Hacking is hackneyed for the hacker, but is a serious issue for corporates whose websites happen to be the face of the company to the external world. Corporate websites are also the point of sale for ecommerce applications.
US.GOV websites are the most highly targeted web sites when it comes to hacking, but others are not an exception. A lot of security centric companies invest resources towards ethical hacking to understand a hackers mind and counter measures thereon.
With hosting service providers being the de facto standard for most of the SME’s web site needs, some amount of control or total control is provided to the customer which might vary as per the contract.
Consider a situation wherein your house was burgled and you lost something which is very priceless such as an old photo album or a bottle of wine that was aged for 15 years and of course cash and expensive jewellery that were the main items of concern.
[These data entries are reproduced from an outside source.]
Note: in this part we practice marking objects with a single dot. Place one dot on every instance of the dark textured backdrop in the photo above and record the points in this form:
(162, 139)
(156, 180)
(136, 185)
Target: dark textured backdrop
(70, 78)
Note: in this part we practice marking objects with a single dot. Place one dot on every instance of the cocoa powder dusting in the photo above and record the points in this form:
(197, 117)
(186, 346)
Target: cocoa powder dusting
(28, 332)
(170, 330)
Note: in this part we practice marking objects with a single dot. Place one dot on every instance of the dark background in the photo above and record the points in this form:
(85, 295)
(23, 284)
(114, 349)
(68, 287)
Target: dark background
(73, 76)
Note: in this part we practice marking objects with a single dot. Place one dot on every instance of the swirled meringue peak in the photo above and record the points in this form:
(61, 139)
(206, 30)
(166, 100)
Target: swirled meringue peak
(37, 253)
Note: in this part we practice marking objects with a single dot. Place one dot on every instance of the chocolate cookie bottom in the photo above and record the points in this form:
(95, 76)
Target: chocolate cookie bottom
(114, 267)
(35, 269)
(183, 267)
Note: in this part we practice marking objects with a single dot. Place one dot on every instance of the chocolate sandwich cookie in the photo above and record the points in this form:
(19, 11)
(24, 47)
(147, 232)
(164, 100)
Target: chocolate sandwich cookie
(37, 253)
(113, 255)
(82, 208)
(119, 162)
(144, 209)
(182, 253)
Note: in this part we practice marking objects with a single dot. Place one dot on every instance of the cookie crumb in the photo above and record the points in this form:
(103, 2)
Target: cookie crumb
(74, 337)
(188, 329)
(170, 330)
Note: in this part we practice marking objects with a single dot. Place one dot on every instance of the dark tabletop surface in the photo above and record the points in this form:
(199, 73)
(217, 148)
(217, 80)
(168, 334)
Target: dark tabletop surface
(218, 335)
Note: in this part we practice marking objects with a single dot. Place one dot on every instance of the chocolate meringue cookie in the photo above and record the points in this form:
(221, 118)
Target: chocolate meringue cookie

You were procrastinating to get a security system installed or get the Rottweiler or the Doberman to guard your home.
The analogy can be applied to a corporate websites which if gets hacked could lose price less information as well as information having monetary value. On the priceless front, it could be a prospective partner trying to access your site for potential tie up and on the monetary front, source code or any other internal assets. Denial of Service is one side of the story followed by revenue impact in the form of missing customers or angry users.
Certain fundamental steps shall insure and safe guard your internet site from a potential hacker. These are in addition to what you could insure after using a threat modelling tool coupled with SQL Injection, Cross Site Scripting verification amongst other things.
1) Have a strong password policy. This should not be limited to special characters, combination of upper and lower case. It is more of a pass phrase. Avoid predictable names such as companyName123, companyName123$, companyName~1. These are easy to crack
2) Disable all unwanted ports such as FTP, Telnet as these could make your site vulnerable for data siphoning
3) Have captcha mechanism where user is expected to fill in information to circumvent automated spam programs
4) Have logic built into your code to identify suspicious IP Addresses OR fire wall mechanism by the service provider
5) Make sure, there are no executable links available from the view source option. Media Files that could make a call to the server
6) Optimize the code to insure media files are not calling the server for content
7) If using a Linux environment, make sure to have the upper limit of numprocesses, numfiles set to a higher and a realistic value
8) Peer review of the code OR use a code analysis tool
These simple steps might let you avoid a burglary like a situation that I quoted earlier!